4. Address gross myths.

I recently had a patient who had hypothyroidism and obesity. When I was trying to address the issues with her diet, she confidently stated that she uses only olive oil for cooking. Upon further enquiry I realised she was having bondas, pakodas and other deep-fried items with tea every day. She felt it was alright since she was anyway frying it in olive oil which according to her was healthy fat. Just taking few minutes to identify and bust this myth made a difference. Had I not enquired, she would have continued with her unhealthy dietary habits, oblivious to the myth.

5. Keep cultural background in mind

Since we see patients from a variety of cultural backgrounds in India, especially in urban setups, it is important to take this into consideration while suggesting diet changes.

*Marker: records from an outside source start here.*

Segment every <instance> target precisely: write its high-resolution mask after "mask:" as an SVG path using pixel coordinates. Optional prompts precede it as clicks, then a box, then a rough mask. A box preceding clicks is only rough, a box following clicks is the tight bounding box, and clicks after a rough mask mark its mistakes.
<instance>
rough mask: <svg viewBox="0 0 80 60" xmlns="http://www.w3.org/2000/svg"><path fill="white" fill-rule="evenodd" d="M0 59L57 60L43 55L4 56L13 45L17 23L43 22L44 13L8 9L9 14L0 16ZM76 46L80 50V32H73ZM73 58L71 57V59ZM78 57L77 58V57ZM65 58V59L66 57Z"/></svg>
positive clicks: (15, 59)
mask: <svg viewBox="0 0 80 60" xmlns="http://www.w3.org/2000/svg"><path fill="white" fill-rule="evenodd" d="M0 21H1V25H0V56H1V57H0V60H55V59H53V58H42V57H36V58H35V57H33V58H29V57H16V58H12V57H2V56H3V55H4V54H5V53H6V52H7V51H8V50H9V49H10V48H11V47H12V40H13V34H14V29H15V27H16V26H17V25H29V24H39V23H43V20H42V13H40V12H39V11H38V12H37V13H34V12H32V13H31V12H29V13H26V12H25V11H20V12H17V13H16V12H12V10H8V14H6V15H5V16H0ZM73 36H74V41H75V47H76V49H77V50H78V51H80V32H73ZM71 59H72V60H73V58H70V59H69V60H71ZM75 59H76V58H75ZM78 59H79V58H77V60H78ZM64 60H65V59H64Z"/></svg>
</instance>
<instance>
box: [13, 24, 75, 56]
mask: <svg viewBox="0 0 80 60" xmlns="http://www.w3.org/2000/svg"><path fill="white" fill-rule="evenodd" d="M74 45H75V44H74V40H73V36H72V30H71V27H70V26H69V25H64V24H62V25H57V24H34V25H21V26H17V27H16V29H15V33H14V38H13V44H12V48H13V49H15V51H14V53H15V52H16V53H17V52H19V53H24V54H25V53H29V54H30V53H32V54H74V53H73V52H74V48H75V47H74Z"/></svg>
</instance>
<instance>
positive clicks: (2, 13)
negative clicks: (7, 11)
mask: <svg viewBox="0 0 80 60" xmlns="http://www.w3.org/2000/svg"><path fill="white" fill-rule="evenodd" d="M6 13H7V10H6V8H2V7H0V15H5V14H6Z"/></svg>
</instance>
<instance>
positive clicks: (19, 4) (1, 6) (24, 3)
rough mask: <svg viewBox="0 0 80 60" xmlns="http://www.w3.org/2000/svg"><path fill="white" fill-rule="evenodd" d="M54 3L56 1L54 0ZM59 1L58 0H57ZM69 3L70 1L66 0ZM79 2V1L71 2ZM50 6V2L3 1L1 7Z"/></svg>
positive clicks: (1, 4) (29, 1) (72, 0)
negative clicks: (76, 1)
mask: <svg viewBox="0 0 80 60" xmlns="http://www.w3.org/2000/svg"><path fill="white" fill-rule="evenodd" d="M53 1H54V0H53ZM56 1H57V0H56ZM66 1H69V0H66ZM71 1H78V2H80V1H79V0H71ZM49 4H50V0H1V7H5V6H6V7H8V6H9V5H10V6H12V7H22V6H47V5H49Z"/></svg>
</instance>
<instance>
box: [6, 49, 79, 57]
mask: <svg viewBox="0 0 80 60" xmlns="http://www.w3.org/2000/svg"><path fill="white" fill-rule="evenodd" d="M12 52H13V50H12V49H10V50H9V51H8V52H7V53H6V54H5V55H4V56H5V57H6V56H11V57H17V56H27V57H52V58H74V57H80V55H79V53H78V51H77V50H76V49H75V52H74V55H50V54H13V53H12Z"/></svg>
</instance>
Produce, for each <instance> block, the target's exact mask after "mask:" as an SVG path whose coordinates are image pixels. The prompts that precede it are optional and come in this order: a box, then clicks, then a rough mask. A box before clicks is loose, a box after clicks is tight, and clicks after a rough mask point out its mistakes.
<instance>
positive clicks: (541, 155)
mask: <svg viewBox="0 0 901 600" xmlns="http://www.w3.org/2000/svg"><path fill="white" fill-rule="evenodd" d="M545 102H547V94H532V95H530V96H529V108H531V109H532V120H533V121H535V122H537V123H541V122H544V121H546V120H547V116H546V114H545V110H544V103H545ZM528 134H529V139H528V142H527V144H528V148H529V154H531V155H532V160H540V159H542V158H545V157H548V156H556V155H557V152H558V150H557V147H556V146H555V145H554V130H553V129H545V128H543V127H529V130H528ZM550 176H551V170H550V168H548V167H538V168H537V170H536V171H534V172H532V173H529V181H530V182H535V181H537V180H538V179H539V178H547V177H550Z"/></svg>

For example, suggesting ragi porridge as a healthy breakfast to a Punjabi man would not help since he may have never heard of it or not be willing to try something so unusual in his cultural context.

6. Avoid Generic statements.

Telling someone just “reduce salt” may not be helpful unless we identify specific high sources of sodium in their daily diet and ask them to avoid those. For eg, pickle, papad, chutney, spice mix powders etc. These are part of diet since childhood for many and unless we point it out, it is not obvious to the patients what has high sodium content in their daily meals.

7. Concentrate on protein

Indian diet is low on protein. Even those who eat meat do not do so on an everyday basis in our country. It is important to suggest healthy sources of plant protein and help the patient incorporate these instead of carbohydrate rich foods. Including protein and fibre rich foods, vegetables at the beginning of the meal is helpful in diabetes and pre diabetes patients.